To the wider world, metal is supposed to be the music of disaffected teens or the enraged and middle-aged who can no longer wrap their metal-studded leather jackets around their beer bellies. This tired, old stereotype sticks no matter that study after study finds metal listeners to be the happiest of people. Folks who stick to radio-friendly pop might stammer in disbelief about how there could possibly be "rules" in a mosh pit. It's all chaos and madness, right? That's a big (type-O) negative. There are very universal, very unbreakable, and very common-sense rules that metal concert-goers follow.

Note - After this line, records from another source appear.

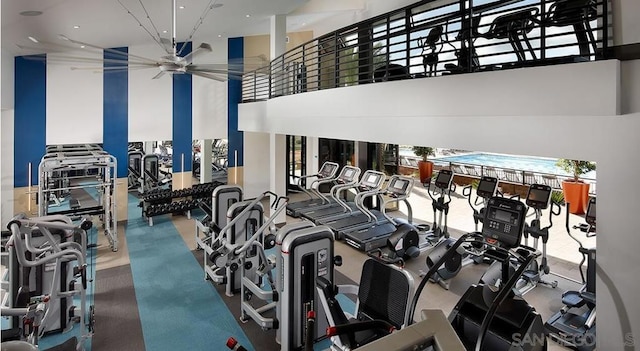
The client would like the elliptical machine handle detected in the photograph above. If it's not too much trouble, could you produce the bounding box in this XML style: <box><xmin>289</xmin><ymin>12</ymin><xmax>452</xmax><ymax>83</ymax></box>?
<box><xmin>462</xmin><ymin>185</ymin><xmax>472</xmax><ymax>197</ymax></box>
<box><xmin>546</xmin><ymin>201</ymin><xmax>562</xmax><ymax>230</ymax></box>
<box><xmin>565</xmin><ymin>202</ymin><xmax>572</xmax><ymax>234</ymax></box>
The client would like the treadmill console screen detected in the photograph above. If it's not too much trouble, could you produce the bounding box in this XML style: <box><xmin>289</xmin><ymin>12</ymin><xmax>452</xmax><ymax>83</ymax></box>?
<box><xmin>525</xmin><ymin>184</ymin><xmax>551</xmax><ymax>209</ymax></box>
<box><xmin>363</xmin><ymin>173</ymin><xmax>382</xmax><ymax>187</ymax></box>
<box><xmin>483</xmin><ymin>197</ymin><xmax>526</xmax><ymax>249</ymax></box>
<box><xmin>476</xmin><ymin>176</ymin><xmax>498</xmax><ymax>199</ymax></box>
<box><xmin>585</xmin><ymin>197</ymin><xmax>596</xmax><ymax>226</ymax></box>
<box><xmin>343</xmin><ymin>168</ymin><xmax>356</xmax><ymax>180</ymax></box>
<box><xmin>434</xmin><ymin>170</ymin><xmax>453</xmax><ymax>190</ymax></box>
<box><xmin>390</xmin><ymin>178</ymin><xmax>410</xmax><ymax>195</ymax></box>
<box><xmin>319</xmin><ymin>163</ymin><xmax>338</xmax><ymax>178</ymax></box>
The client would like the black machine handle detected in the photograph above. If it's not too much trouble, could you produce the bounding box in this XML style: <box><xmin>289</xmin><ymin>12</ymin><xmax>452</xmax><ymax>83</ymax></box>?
<box><xmin>546</xmin><ymin>201</ymin><xmax>562</xmax><ymax>231</ymax></box>
<box><xmin>408</xmin><ymin>234</ymin><xmax>531</xmax><ymax>327</ymax></box>
<box><xmin>408</xmin><ymin>233</ymin><xmax>473</xmax><ymax>323</ymax></box>
<box><xmin>475</xmin><ymin>251</ymin><xmax>536</xmax><ymax>351</ymax></box>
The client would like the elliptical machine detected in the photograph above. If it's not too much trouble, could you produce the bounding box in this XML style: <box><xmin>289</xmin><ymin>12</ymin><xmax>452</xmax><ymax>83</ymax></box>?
<box><xmin>420</xmin><ymin>170</ymin><xmax>455</xmax><ymax>246</ymax></box>
<box><xmin>517</xmin><ymin>184</ymin><xmax>560</xmax><ymax>294</ymax></box>
<box><xmin>545</xmin><ymin>197</ymin><xmax>596</xmax><ymax>350</ymax></box>
<box><xmin>480</xmin><ymin>184</ymin><xmax>560</xmax><ymax>295</ymax></box>
<box><xmin>423</xmin><ymin>176</ymin><xmax>499</xmax><ymax>290</ymax></box>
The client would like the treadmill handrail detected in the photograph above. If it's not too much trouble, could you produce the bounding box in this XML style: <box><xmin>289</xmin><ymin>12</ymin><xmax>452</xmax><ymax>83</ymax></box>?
<box><xmin>379</xmin><ymin>175</ymin><xmax>415</xmax><ymax>224</ymax></box>
<box><xmin>353</xmin><ymin>171</ymin><xmax>387</xmax><ymax>222</ymax></box>
<box><xmin>328</xmin><ymin>168</ymin><xmax>362</xmax><ymax>214</ymax></box>
<box><xmin>298</xmin><ymin>161</ymin><xmax>340</xmax><ymax>202</ymax></box>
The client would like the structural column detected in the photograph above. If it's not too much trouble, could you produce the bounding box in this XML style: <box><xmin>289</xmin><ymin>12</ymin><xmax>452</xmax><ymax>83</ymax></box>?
<box><xmin>200</xmin><ymin>139</ymin><xmax>213</xmax><ymax>183</ymax></box>
<box><xmin>270</xmin><ymin>15</ymin><xmax>288</xmax><ymax>224</ymax></box>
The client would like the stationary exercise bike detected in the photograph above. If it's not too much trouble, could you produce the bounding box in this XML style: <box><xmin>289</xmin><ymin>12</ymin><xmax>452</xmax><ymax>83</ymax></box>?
<box><xmin>545</xmin><ymin>197</ymin><xmax>596</xmax><ymax>351</ymax></box>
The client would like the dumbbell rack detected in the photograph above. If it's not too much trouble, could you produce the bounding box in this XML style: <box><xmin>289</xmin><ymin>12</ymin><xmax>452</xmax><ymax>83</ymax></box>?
<box><xmin>140</xmin><ymin>181</ymin><xmax>222</xmax><ymax>226</ymax></box>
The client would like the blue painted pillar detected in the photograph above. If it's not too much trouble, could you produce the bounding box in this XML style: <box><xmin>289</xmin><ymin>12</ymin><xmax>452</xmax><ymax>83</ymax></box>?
<box><xmin>173</xmin><ymin>42</ymin><xmax>193</xmax><ymax>174</ymax></box>
<box><xmin>227</xmin><ymin>38</ymin><xmax>244</xmax><ymax>168</ymax></box>
<box><xmin>14</xmin><ymin>55</ymin><xmax>46</xmax><ymax>187</ymax></box>
<box><xmin>103</xmin><ymin>47</ymin><xmax>129</xmax><ymax>178</ymax></box>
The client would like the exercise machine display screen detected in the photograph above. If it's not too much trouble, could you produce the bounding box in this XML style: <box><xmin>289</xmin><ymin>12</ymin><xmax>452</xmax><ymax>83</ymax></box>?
<box><xmin>319</xmin><ymin>163</ymin><xmax>338</xmax><ymax>178</ymax></box>
<box><xmin>365</xmin><ymin>173</ymin><xmax>381</xmax><ymax>185</ymax></box>
<box><xmin>434</xmin><ymin>170</ymin><xmax>453</xmax><ymax>190</ymax></box>
<box><xmin>393</xmin><ymin>179</ymin><xmax>408</xmax><ymax>191</ymax></box>
<box><xmin>585</xmin><ymin>197</ymin><xmax>596</xmax><ymax>226</ymax></box>
<box><xmin>389</xmin><ymin>177</ymin><xmax>410</xmax><ymax>196</ymax></box>
<box><xmin>483</xmin><ymin>197</ymin><xmax>526</xmax><ymax>249</ymax></box>
<box><xmin>526</xmin><ymin>184</ymin><xmax>551</xmax><ymax>209</ymax></box>
<box><xmin>343</xmin><ymin>169</ymin><xmax>356</xmax><ymax>179</ymax></box>
<box><xmin>476</xmin><ymin>176</ymin><xmax>498</xmax><ymax>199</ymax></box>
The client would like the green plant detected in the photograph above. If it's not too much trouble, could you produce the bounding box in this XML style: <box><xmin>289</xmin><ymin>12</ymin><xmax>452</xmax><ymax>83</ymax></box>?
<box><xmin>551</xmin><ymin>190</ymin><xmax>565</xmax><ymax>205</ymax></box>
<box><xmin>340</xmin><ymin>43</ymin><xmax>385</xmax><ymax>86</ymax></box>
<box><xmin>556</xmin><ymin>159</ymin><xmax>596</xmax><ymax>182</ymax></box>
<box><xmin>412</xmin><ymin>146</ymin><xmax>435</xmax><ymax>162</ymax></box>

Togetherness is the key tenet of the mosh pit. Stay respectful, and keep an eye out for those who need help — falling in a mosh pit can be quite dangerous. In fact, take a cue from singers like Zach de la Rocha, Chester Bennington, Matt Heafy, and many more who've stopped shows to rescue fans, as Loudwire shows. But before things get to that point, be careful of those in the crowd who are more vulnerable. This is true regardless of age, gender, or anything. It should also go without saying, but never harm someone intentionally. And if you get dinged, don't flare up. Everyone is there to have fun, and everyone needs to help everyone else do that. 

Different ways to mosh

Common sense mosh pit rules like "be respectful" are one thing, but other mosh pit rules can't be gleaned without experience. For instance, the entire arena floor is not a mosh pit. Pits tend to form around the middle of a venue behind those nearest the stage and between those on the sides. Joining a mosh pit is 100% voluntary, and no one should be dragging another person in.

There are also different types of pits. The typical mosh pit where people bounce around and bash into each other is called a circle pit. Sometimes, circle pits — depending on the song being played — evolve into a run-around-the-middle, maypole-dance kind of thing rather than slam dancing. A wall of death is a different kind of pit entirely, where the crowd splits in half and then races toward each other at full speed. Vocalists often call for the wall of death, like Gojira frontman Joe Duplantier at 2018's Pol'and'Rock festival. Pogoing, contrarily, involves jumping up and down where you stand without smashing into other folks. And then, of course, there's the familiar crowd-surfing. Many mid-size and larger shows have a gap between the crowd and the stage that's monitored by security. Crowd surfers get carried above the crowd — toward the stage — and are deposited into this gap. But no matter what, the same main rule applies: take care of each other and watch out for those who fall.